Ozon - Gefahr Sommer PDF Drucken E-Mail
In den sommerlichen Schönwetterperioden wird vermehrt in den Medien von Ozon gesprochen. Doch was ist eigentlich Ozon; wie entsteht es und welche Auswirkungen hat es auf unseren Körper? Ozon ist ein sommerliches Phänomen, das auch in Deutschland eine Konzentration erreicht die für die Gesundheit von Mensch und Vegetation. gefährlich ist. Ozon ist chemisch gesehen ein Molekül aus drei Sauerstoffatomen. Es entsteht aus Stickstoffoxiden und flüchtigen organischen Verbindungen bei intensiver Sonneneinstrahlung. Die Stickstoffoxide und die org. Verbindungen entstehen zu 60 % im Straßenverkehr. (Quelle: Gesundheitsheft: Ozon und Smog.)

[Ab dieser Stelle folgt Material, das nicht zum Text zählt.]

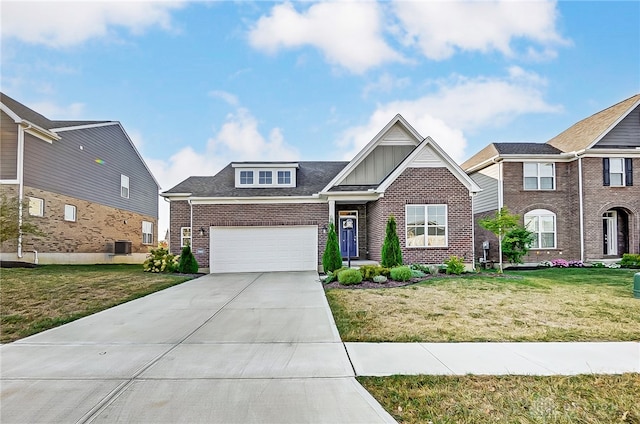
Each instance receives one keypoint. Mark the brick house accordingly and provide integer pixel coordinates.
(267, 216)
(87, 187)
(576, 192)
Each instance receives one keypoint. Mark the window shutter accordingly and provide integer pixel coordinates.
(605, 172)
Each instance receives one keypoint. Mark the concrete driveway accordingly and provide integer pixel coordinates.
(233, 348)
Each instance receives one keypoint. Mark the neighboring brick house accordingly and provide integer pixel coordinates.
(87, 187)
(576, 192)
(267, 216)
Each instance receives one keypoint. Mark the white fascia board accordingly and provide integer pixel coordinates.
(264, 165)
(362, 154)
(455, 169)
(255, 200)
(612, 126)
(39, 132)
(85, 126)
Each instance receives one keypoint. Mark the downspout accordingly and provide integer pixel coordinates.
(581, 207)
(20, 176)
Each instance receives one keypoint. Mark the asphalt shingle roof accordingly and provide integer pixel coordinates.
(311, 178)
(40, 120)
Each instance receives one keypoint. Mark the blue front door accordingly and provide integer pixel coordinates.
(348, 237)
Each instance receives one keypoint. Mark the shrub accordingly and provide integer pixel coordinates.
(160, 260)
(331, 258)
(381, 279)
(630, 260)
(401, 273)
(560, 263)
(370, 271)
(455, 265)
(349, 276)
(188, 263)
(391, 253)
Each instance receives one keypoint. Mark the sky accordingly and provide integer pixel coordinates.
(199, 84)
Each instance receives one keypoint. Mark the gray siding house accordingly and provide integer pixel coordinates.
(579, 192)
(273, 216)
(86, 185)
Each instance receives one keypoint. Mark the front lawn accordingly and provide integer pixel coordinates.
(572, 304)
(36, 299)
(508, 399)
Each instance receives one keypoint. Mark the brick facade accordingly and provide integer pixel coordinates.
(94, 231)
(423, 186)
(243, 215)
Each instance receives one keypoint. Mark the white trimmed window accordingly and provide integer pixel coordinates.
(284, 177)
(265, 177)
(542, 223)
(539, 176)
(36, 206)
(246, 178)
(426, 225)
(124, 186)
(70, 213)
(185, 236)
(147, 232)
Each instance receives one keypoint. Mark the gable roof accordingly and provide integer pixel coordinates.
(586, 133)
(27, 114)
(310, 179)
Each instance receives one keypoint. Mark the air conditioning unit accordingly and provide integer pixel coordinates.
(122, 247)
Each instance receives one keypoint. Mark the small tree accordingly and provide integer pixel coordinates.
(331, 258)
(391, 253)
(503, 222)
(516, 244)
(188, 263)
(10, 228)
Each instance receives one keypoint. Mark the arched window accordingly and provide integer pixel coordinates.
(542, 223)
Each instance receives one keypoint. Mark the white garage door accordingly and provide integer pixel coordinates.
(257, 249)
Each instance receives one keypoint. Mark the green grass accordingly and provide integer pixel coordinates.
(541, 305)
(36, 299)
(508, 399)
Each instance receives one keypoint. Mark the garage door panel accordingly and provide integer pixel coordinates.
(258, 249)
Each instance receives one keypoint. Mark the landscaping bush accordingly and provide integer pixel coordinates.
(391, 253)
(455, 265)
(630, 260)
(370, 271)
(331, 258)
(381, 279)
(560, 263)
(160, 260)
(401, 273)
(350, 276)
(188, 263)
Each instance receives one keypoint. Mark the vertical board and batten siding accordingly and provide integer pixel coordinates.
(625, 134)
(64, 168)
(8, 148)
(377, 165)
(487, 199)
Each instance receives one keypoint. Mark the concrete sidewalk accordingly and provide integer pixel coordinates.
(236, 348)
(381, 359)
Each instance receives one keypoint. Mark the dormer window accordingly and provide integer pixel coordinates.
(265, 174)
(246, 177)
(284, 177)
(265, 177)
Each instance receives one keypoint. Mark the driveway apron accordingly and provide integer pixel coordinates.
(228, 348)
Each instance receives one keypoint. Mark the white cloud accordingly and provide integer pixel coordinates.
(69, 23)
(459, 105)
(239, 139)
(54, 111)
(347, 33)
(440, 29)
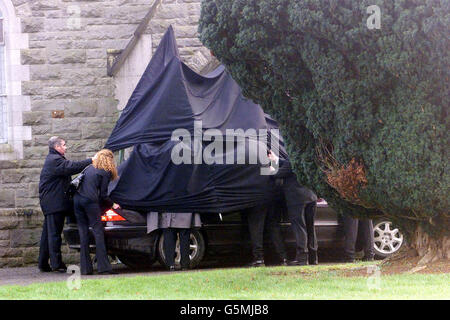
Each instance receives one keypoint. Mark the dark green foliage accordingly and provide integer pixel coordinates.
(379, 96)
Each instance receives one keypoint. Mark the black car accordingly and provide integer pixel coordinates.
(221, 235)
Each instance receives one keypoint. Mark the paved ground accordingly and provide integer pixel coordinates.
(29, 275)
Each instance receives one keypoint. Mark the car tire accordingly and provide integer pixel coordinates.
(141, 261)
(387, 239)
(197, 250)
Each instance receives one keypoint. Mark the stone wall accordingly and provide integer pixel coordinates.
(72, 96)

Welche Werte sind eigentlich gefährlich für unseren Körper und welche Auswirkungen haben sie?
Der gesetzliche Ozonalarmgrenzwert liegt bei 240 Ozon /m3 Luft als Mittelwert einer Stunde (Mikrogramm: 1000mg =l mg). Unterhalb von 110mg Ozon /m3 Luft besteht keine Gefahr für den Menschen (8-Stunden-Mittelwert). Ab einem Wert von 180 mg Ozon / m3 Luft (8-Stunden-Mittelwert) treten bei etwa 10-15% der Bevölkerung, besonders bei Kindern und empfindlichen Personen, Schleimhautreizungen, Brennen der Augen, Kopfschmerzen, Beklemmungsgefühle, Kurzatmigkeit und trockener Husten auf.

Bei Werten über 360 mg Ozon /m3 Luft (1-Stunde-Mittelwert) ist Vorsicht für jeden Menschen geboten - erhöhte Gesundheitsgefahr. Auswirkungen und Maßnahmen bei erhöhten Ozonwerten: Ozon ist nur gering in Wasser löslich und wird daher beim Atmen in den oberen Atemwegen kaum zurückgehalten. Vielmehr dringt es in tiefere ungeschützte Gewebe ein. Da man bei körperlicher Belastung schneller und tiefer als in Ruhe atmet, ist körperliche Schonung bei Ozonalarm sehr wichtig. Dauerhaft erhöhte Ozonaufnahme kann zu Lungenschäden führen.

Fazit: Generell wichtig ist die Vermeidung von erhöhten Ozonwerten. Dies wiederum ist aber nur möglich, wenn wir die Stickstoffoxide und die flüchtigen org. Verbindungen reduzieren durch schadstoffarme Verkehrsmittel und Energieeinsparungen im Haushalt.